Don't forget, you can use loops to simplify the process further.

Instead of changing these values manually, if you ever have to, you may want to look into loading them from a config file? Not sure if your notes will ever change but its just a suggestion.

A simple menu system would make this application much more accessible to your friends  (Convert, Display, Edit, etc. notes)

Gotta love PHP .


----------



## ste2425 (Feb 15, 2010)

aye i do have loops to play the notes and use variables to access the data in the array. so it seems quite easy but i no this stuff is rather basic but im learnin it quick, and enjoying it too.


----------



## Clement (Feb 15, 2010)

ste2425 said:


> aye i do have loops to play the notes and use variables to access the data in the array. so it seems quite easy but i no this stuff is rather basic but im learnin it quick, and enjoying it too.



As you learn more you can modify this code if you choose, or create new code.

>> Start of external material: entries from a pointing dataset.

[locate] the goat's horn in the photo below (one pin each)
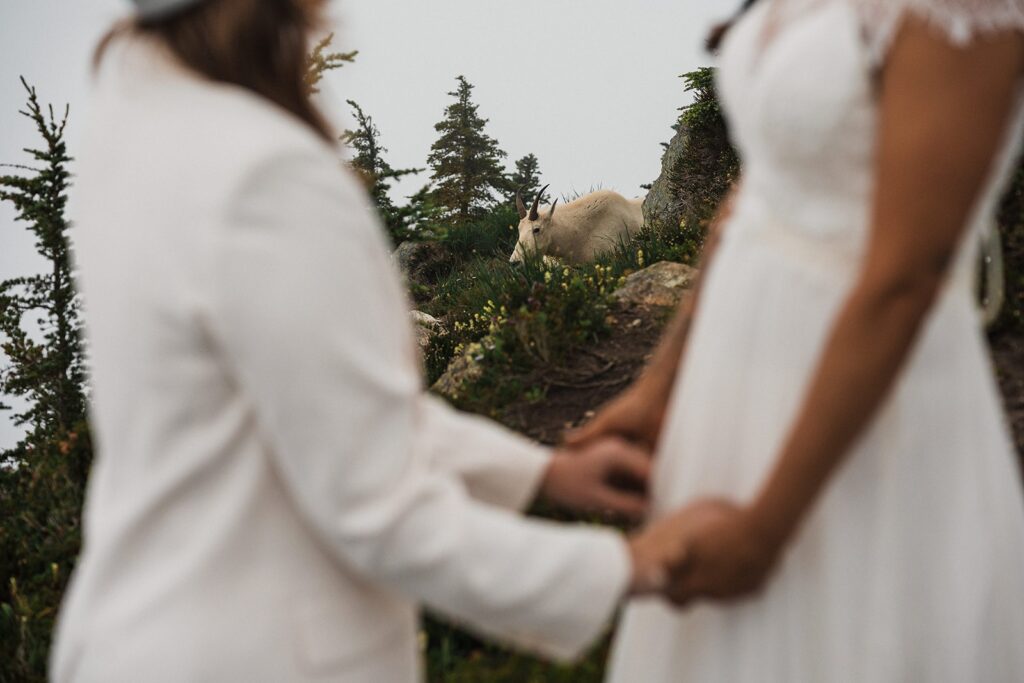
(534, 213)
(519, 203)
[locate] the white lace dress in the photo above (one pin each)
(910, 568)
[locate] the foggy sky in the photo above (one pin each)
(590, 86)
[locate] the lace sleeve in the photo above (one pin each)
(961, 20)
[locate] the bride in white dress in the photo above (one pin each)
(834, 390)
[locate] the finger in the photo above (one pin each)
(630, 505)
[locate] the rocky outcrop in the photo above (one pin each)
(663, 209)
(465, 368)
(420, 261)
(660, 285)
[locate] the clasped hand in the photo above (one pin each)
(711, 549)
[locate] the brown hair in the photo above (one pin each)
(718, 33)
(260, 45)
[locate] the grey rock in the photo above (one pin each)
(465, 368)
(663, 209)
(420, 261)
(663, 284)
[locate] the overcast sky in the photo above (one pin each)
(589, 86)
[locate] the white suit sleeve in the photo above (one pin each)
(498, 466)
(313, 327)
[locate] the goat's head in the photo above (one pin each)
(535, 228)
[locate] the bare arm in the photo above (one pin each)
(638, 413)
(943, 114)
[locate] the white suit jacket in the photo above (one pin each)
(273, 494)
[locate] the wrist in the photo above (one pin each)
(647, 575)
(553, 475)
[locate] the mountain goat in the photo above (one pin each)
(581, 229)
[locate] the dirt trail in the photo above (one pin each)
(594, 377)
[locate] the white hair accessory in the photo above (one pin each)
(155, 9)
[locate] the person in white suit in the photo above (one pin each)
(273, 495)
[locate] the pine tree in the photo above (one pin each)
(526, 177)
(466, 162)
(42, 479)
(377, 174)
(47, 373)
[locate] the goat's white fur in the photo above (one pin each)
(580, 230)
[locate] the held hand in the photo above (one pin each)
(634, 416)
(659, 552)
(605, 475)
(729, 555)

If its fun by all means, Enjoy!!!!


----------



## ste2425 (Feb 15, 2010)

Clement said:


> As you learn more you can modify this code if you choose, or create new code.
> 
> If its fun by all means, Enjoy!!!!



that much is true


----------



## ste2425 (Feb 15, 2010)

yes finally i got it done!!!! jesus it was hard but fun, my first proper full program. Its nothing spectacular as oposed to what you guys can do but for my first program i like it. I feel a strange sense og achievement now ive done it. Had a few bugs one was if you selected it to play a scale with 12 notes then a scale with 8 it would get to the eight then try to carry on and throw up a midi error, but that was fixed with a simple loop. Another error was if you selected it to accend when playing a scale then select another scale to decend straight after it would hang on one note and just keep playing it. But fixed that too
so again thanks for the help, my program probably wouldnt be half as good without it.


----------



## Clement (Feb 15, 2010)

ste2425 said:


> yes finally i got it done!!!! jesus it was hard but fun, my first proper full program. Its nothing spectacular as oposed to what you guys can do but for my first program i like it. I feel a strange sense og achievement now ive done it. Had a few bugs one was if you selected it to play a scale with 12 notes then a scale with 8 it would get to the eight then try to carry on and throw up a midi error, but that was fixed with a simple loop. Another error was if you selected it to accend when playing a scale then select another scale to decend straight after it would hang on one note and just keep playing it. But fixed that too
> so again thanks for the help, my program probably wouldnt be half as good without it.



Congratulations!!!! 

BTW my first complete (bug free ) program ever, was 'Hello World' in C, yours is far more complex than that!


----------